Non-technical translation and writing projects also include:
• Kyoto Guide Book, 2009
"Kyoto Introduced in English & Japanese" (英語で紹介する京都), Natsumesha Co., Ltd.
Project involved extensive background research in addition to translation and writing. Proposals I made at the planning stage were incorporated in the final printed publication.
• Guide Book for Chuo Ward, Osaka City, 2008
"Chuo Ward Historic Spot Cultural Encyclopedia" (中央区史跡文化事典), English translation of tri-lingual English/Korean/Chinese book. Project involved extensive background research
• The Official Osaka City and Prefectural Tourist Guides, 2002
Commissioned by the Osaka Convention & Tourism Bureau. My translation formed the base translation of these guides which are being added to and updated annually.

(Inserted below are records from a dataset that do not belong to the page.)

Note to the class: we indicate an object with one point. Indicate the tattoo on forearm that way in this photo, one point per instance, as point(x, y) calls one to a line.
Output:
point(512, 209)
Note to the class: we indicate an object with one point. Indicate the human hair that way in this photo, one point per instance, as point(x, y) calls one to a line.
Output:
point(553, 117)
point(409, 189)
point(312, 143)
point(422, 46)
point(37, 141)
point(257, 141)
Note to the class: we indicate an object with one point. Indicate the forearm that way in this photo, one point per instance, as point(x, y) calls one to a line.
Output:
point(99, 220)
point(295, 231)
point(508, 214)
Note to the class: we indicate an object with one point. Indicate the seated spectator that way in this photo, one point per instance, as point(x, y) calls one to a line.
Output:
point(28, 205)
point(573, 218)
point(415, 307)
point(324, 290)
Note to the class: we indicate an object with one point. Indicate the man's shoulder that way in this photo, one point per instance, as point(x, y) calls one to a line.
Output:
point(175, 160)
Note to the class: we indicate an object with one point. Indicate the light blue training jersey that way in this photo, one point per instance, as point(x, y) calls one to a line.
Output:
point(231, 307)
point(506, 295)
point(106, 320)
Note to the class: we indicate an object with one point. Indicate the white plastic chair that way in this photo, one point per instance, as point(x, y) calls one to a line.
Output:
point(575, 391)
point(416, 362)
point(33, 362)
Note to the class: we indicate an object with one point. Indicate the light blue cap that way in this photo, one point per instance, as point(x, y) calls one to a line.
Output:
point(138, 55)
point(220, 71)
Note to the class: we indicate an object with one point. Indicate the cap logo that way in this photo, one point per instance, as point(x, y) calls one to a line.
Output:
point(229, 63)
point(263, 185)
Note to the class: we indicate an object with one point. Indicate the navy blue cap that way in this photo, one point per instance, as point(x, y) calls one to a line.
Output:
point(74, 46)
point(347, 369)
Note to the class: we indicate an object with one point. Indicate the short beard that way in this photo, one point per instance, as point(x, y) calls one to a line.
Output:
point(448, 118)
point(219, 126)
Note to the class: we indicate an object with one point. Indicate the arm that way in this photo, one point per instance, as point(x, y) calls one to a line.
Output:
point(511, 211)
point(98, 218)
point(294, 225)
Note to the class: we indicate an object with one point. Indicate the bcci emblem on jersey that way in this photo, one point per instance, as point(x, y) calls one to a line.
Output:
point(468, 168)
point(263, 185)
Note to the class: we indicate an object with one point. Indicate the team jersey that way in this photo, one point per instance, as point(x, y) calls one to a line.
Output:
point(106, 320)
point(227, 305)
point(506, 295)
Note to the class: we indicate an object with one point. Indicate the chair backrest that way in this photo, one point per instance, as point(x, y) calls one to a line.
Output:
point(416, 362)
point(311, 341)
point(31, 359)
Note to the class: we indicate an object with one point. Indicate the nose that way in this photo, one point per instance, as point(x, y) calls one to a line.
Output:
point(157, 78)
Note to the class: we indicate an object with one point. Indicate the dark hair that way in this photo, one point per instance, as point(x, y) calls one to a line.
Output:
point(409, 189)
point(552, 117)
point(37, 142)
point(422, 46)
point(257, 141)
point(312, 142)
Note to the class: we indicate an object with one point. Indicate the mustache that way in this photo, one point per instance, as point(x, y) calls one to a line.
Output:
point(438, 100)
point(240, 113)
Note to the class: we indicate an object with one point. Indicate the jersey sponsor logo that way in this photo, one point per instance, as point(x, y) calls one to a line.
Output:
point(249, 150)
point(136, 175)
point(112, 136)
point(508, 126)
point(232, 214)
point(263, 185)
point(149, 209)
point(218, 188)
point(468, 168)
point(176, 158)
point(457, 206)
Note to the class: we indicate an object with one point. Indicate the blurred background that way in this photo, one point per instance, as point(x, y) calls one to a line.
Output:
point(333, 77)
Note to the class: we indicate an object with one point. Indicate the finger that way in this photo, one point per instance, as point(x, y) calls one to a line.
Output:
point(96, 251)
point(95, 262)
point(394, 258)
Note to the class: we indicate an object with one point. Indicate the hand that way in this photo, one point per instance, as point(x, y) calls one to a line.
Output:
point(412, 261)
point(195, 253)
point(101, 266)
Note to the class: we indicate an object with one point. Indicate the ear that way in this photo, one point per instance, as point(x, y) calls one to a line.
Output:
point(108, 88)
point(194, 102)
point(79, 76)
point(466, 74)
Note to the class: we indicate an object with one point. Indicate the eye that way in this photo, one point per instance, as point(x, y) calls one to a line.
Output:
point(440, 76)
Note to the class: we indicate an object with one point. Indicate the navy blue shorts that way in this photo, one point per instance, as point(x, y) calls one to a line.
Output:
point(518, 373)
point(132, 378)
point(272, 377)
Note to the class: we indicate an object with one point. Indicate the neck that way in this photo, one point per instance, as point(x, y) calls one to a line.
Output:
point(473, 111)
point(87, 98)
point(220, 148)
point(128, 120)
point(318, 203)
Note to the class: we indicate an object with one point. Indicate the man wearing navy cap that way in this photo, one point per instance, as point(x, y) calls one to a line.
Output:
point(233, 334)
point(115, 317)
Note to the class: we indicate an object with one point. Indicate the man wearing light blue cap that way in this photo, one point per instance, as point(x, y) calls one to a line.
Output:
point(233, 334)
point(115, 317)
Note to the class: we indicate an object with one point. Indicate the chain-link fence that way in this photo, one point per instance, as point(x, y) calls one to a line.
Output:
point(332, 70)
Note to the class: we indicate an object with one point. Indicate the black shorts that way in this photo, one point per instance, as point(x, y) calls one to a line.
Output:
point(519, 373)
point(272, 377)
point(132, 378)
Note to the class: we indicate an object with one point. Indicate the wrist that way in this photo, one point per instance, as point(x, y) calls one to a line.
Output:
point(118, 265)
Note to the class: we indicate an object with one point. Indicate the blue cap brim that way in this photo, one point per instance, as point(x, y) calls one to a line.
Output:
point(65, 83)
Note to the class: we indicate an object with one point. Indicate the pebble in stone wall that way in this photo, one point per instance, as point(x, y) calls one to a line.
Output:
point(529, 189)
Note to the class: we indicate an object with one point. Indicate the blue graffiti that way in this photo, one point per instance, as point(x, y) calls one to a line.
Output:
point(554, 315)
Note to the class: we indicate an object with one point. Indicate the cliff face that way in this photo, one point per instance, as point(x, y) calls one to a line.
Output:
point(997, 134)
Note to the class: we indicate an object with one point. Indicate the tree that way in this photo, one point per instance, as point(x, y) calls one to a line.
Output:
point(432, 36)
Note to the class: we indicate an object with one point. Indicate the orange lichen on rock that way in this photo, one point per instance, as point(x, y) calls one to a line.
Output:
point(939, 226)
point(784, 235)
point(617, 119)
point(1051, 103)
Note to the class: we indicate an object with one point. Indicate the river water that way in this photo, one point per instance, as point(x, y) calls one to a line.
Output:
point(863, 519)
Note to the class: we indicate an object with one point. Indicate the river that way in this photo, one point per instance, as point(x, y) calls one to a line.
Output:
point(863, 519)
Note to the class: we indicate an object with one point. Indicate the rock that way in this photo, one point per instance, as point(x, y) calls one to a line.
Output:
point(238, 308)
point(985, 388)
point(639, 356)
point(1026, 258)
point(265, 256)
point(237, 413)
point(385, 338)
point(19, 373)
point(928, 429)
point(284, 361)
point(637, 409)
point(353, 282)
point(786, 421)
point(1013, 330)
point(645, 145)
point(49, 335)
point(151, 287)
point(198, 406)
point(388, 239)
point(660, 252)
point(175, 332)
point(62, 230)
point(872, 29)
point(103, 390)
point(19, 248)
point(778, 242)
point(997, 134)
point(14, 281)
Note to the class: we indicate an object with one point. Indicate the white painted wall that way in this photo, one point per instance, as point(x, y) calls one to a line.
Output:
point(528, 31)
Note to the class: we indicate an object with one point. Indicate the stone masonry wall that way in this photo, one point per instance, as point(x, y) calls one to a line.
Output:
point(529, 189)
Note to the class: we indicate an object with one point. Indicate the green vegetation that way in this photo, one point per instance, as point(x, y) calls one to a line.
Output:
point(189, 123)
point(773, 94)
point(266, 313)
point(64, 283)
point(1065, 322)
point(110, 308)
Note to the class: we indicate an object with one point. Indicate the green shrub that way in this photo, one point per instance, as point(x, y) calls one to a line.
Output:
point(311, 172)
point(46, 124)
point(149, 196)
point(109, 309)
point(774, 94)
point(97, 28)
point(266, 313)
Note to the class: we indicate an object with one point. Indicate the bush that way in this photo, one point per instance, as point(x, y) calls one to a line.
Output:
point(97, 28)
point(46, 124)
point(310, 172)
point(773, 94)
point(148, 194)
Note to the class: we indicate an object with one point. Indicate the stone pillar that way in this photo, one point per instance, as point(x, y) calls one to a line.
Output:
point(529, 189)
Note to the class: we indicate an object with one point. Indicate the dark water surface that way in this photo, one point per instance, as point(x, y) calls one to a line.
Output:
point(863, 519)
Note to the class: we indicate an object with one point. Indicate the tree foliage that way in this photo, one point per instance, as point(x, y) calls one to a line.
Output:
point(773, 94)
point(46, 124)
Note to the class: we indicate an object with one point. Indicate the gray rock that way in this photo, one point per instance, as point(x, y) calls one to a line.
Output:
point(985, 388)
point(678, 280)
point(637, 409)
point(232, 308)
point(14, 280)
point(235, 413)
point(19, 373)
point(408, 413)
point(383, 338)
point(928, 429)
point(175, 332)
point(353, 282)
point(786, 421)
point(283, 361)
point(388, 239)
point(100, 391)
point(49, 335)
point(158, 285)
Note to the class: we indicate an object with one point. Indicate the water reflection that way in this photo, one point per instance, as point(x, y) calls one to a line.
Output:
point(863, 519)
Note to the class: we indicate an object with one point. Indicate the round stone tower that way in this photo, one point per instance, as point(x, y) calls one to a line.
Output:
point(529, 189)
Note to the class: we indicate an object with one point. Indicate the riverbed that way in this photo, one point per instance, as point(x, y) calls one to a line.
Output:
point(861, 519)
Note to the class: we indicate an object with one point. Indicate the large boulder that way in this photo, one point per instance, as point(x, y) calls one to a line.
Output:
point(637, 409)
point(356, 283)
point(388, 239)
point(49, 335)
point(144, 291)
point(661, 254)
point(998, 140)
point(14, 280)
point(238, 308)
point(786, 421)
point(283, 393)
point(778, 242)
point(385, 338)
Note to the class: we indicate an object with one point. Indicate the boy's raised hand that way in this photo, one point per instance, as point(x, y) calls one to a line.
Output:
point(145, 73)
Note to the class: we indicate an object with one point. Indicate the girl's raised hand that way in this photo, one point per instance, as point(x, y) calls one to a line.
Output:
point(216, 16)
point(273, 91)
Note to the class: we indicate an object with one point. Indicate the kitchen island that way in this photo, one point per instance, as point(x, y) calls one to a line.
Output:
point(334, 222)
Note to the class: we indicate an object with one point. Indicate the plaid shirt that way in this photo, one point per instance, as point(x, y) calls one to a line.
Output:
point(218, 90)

• Guide Book for the Namba Area, South Osaka, 1994
"Namba Monogatari" (難波物語), Commissioned by ATA, advertising agency for the Takashimaya Department Store. All of the short articles, excluding mine, were written in "Kansai-ben" or Kansai dialect.
• Kobe Beef website, 2009
This official Kobe Beef website was commissioned by the Kobe Beef Marketing & Distribution Promotion Association. This website was set up intentionally to dispel myths about beer-swilling cattle and massaged cows, for example, in addition to promoting this world-famous gourmet delicacy.
I particularly liked translating the Dedicated Farmers articles.
• Osaka City Waterworks Bureau, 2006
Commissioned by the Osaka City Waterworks Bureau. My translation formed the base of this website which is being added to and updated annually. This website provides detailed information about how water quality is maintained downstream from Lake Biwa, Japan's largest freshwater lake and designated UNESCO Ramsar Wetland. Osaka is often referred to as the "水の都" or Water Metropolis in Japan as exemplified by its many waterways and canals.